CSA-in-a-Box Streaming Examples

This directory contains examples demonstrating the Lambda architecture implementation for real-time streaming data processing using Azure services.

Architecture Overview

The CSA streaming platform implements the Lambda architecture pattern with three main layers:

graph TB
    subgraph "Data Sources"
        USGS[USGS Earthquake Feed]
        IoT[IoT Sensors]
        API[API Events]
    end

    subgraph "Ingestion Layer"
        EH[Azure Event Hubs]
        EHP[Event Hub Producer]
    end

    subgraph "Speed Layer (Hot Path)"
        EP[Event Processor]
        SL[Speed Layer]
        CDB[Cosmos DB]
        ADX1[Azure Data Explorer]
    end

    subgraph "Batch Layer (Cold Path)"
        ADLS[ADLS Gen2<br/>Event Hub Capture]
        BL[Batch Layer]
        GOLD[Gold Layer<br/>Parquet/Delta]
    end

    subgraph "Serving Layer"
        SerL[Serving Layer]
        ADX2[Azure Data Explorer<br/>Materialized Views]
        CACHE[Query Cache]
    end

    subgraph "Applications"
        DASH[Real-time Dashboard]
        API_APP[API Applications]
        BI[Power BI / Analytics]
    end

    USGS --> EHP
    IoT --> EHP
    API --> EHP
    EHP --> EH

    EH --> EP
    EP --> SL
    SL --> CDB
    SL --> ADX1

    EH --> ADLS
    ADLS --> BL
    BL --> GOLD

    ADX1 --> SerL
    GOLD --> SerL
    SerL --> ADX2
    SerL --> CACHE

    SerL --> DASH
    SerL --> API_APP
    ADX2 --> BI

    classDef azure fill:#0078d4,stroke:#004578,stroke-width:2px,color:#ffffff
    classDef processing fill:#00bcf2,stroke:#0078d4,stroke-width:2px,color:#ffffff
    classDef storage fill:#00a86b,stroke:#005a37,stroke-width:2px,color:#ffffff
    classDef app fill:#ff6b00,stroke:#cc5500,stroke-width:2px,color:#ffffff

    class EH,ADLS,CDB,ADX1,ADX2,GOLD azure
    class EP,SL,BL,SerL processing
    class CACHE storage
    class DASH,API_APP,BI app

Components

1. Event Processor (event_processor.py)

Generic event processor that: - Reads from Azure Event Hubs using async client - Supports multiple event types (earthquake, weather, IoT, clickstream) - Handles checkpointing via Azure Blob Storage - Provides callback pattern for processing events - Graceful shutdown handling

Key Features: - Configurable batch sizes and wait times - Automatic JSON parsing with schema validation - Error handling and retry logic - Checkpoint management for reliability

2. Speed Layer (speed_layer.py)

Real-time processing layer that: - Processes events in real-time with low latency - Applies sliding and tumbling window aggregations - Writes to Cosmos DB for operational queries - Writes to Azure Data Explorer for analytical queries - In-memory event buffering with configurable limits

Window Types: - Sliding Windows: 5-minute windows with 30-second slides - Tumbling Windows: 1-minute non-overlapping windows

3. Batch Layer (batch_layer.py)

Batch processing layer that: - Reads raw events from ADLS (Event Hubs Capture) - Reprocesses using pandas for correctness - Writes to Gold layer as Parquet files - Compacts partitions for query performance - Designed for scheduled execution (Azure Data Factory)

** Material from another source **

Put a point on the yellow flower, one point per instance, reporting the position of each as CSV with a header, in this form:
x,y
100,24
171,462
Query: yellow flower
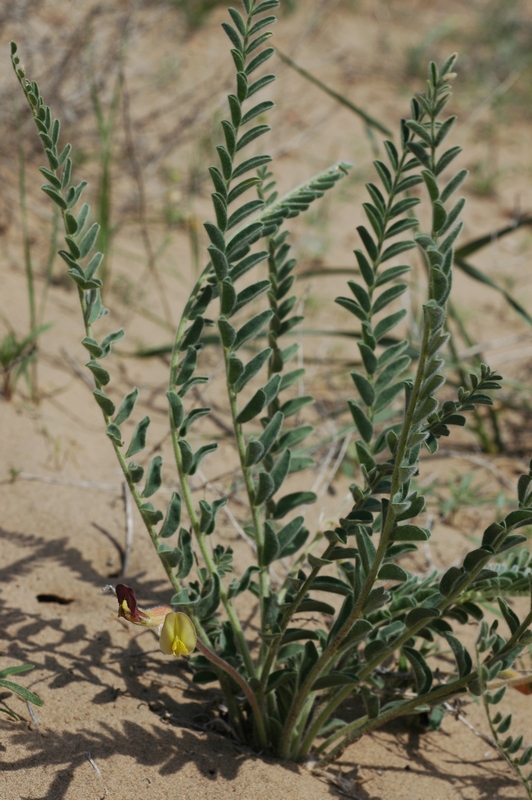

Processing Features: - Data deduplication and validation - Partitioned storage by event_type and date - Automatic compaction of small files - Checkpoint tracking for incremental processing

4. Serving Layer (serving_layer.py)

Unified query layer that: - Merges speed layer (recent) + batch layer (historical) data - Supports time-range queries with configurable overlap - Provides both analytical (ADX) and operational (Cosmos) interfaces - Handles deduplication between hot and cold paths

Query Types: - Recent data from speed layer - Historical data from batch layer
- Merged views with overlap handling - Operational lookups by ID/type/source

Examples

Earthquake Monitoring (earthquake_monitor.py)

Complete demonstration of the Lambda architecture using real earthquake data from USGS.

Features: - Fetches earthquake data from USGS GeoJSON feeds - Publishes events to Azure Event Hubs - Real-time processing through speed layer - Real-time terminal dashboard - Magnitude-based aggregations and location tracking

Usage:

# Set required environment variables
export EVENTHUB_CONNECTION_STRING="Endpoint=sb://namespace.servicebus.windows.net/;..."
export EVENTHUB_NAME="earthquakes"
export COSMOS_ENDPOINT="https://account.documents.azure.com:443/"
export ADX_CLUSTER_URL="https://cluster.region.kusto.windows.net"
export ADLS_ACCOUNT_URL="https://storage.dfs.core.windows.net"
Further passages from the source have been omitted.